Similiarly, you can use a span element with the class “author” to identify the author of a post or the class “date” to identify the date. Dates must be given in the format described in the W3C note as a specific day, minute, or second. Because that format is cumbersome, you may choose to present it as the value of the “title” attribute, which overrides the textual content of the span when present. For example, the common practice of concluding a post with the line “Posted by Author at Time” might be coded like this:
<p>Posted by <span class="author" title="Author’s name">Author’s nickname</span> at <span class="date" title="Full date">Time of day</span></p>
If your weblog’s main page includes a “blogroll”, a list of links to other, recommended sites, you can indicate that these links are recommendations using the “recommendation” link type. If your site puts those links on a separate page, you can link to that page using the “linksPage” link type.
Consider being more specific when making references. For example,
if your post discusses a post or article, your link to that post could indicate
that your post is a comment by declaring rev="comment"
. (Why
a reverse link? It’s because your post is the comment, but rel="comment"
says that the resource at the other end of the link is a comment.) Other
relevant link types are “concurrence”, “rebuttal”, “pointer”, and “followup”.
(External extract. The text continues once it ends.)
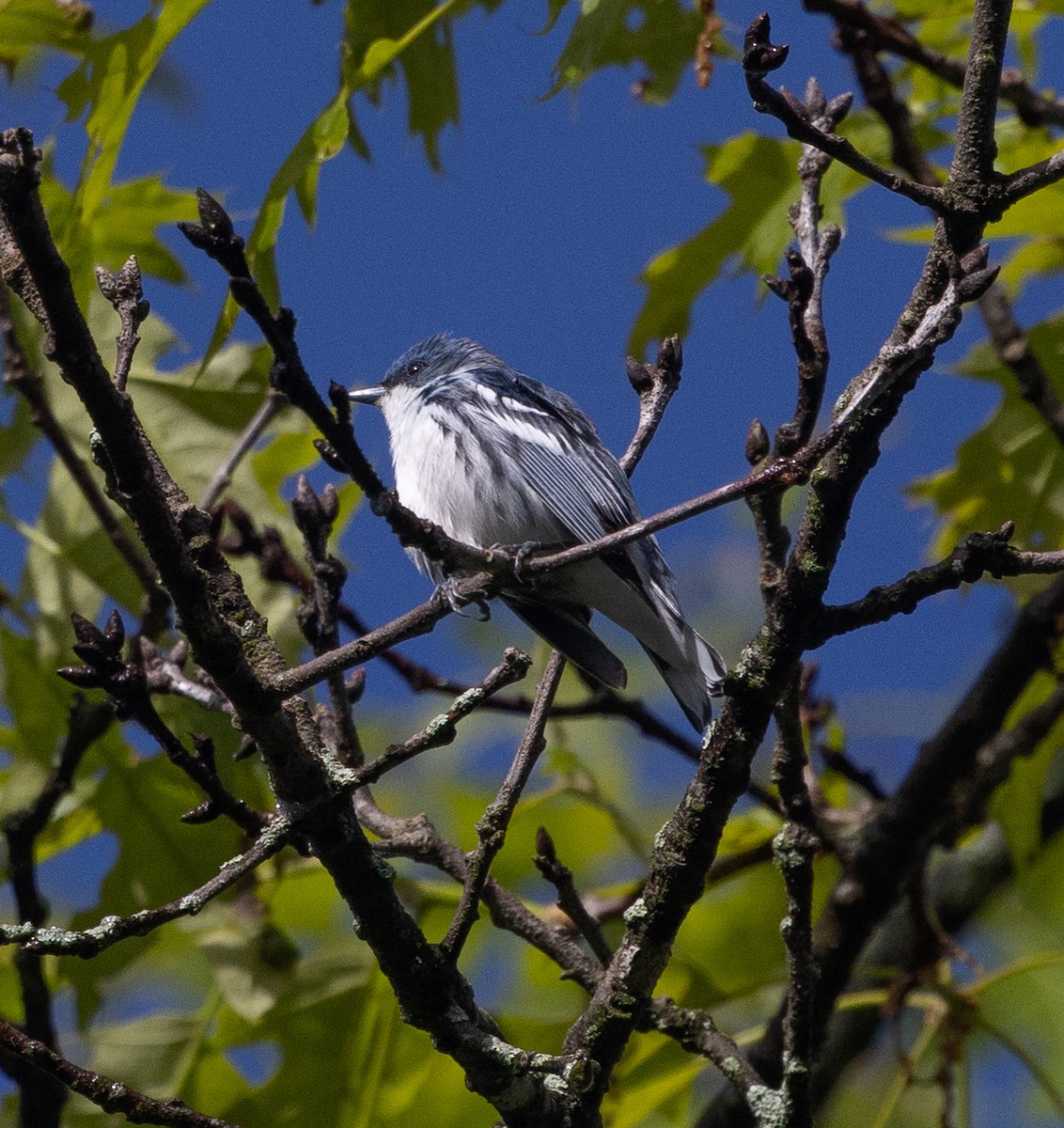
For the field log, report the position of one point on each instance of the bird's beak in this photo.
(367, 395)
When quoting from a web page, use the “cite” attribute to say where you got the quote from. If you’re quoting from another weblog, try to cite the specific post, and not the weblog or an archive. The “cite” attribute can be used with blockquote elements or the rare q element:
<blockquote cite="source of quote"> quote </blockquote>
If your weblog implements these conventions, a considerable amount of information will be available to software processors.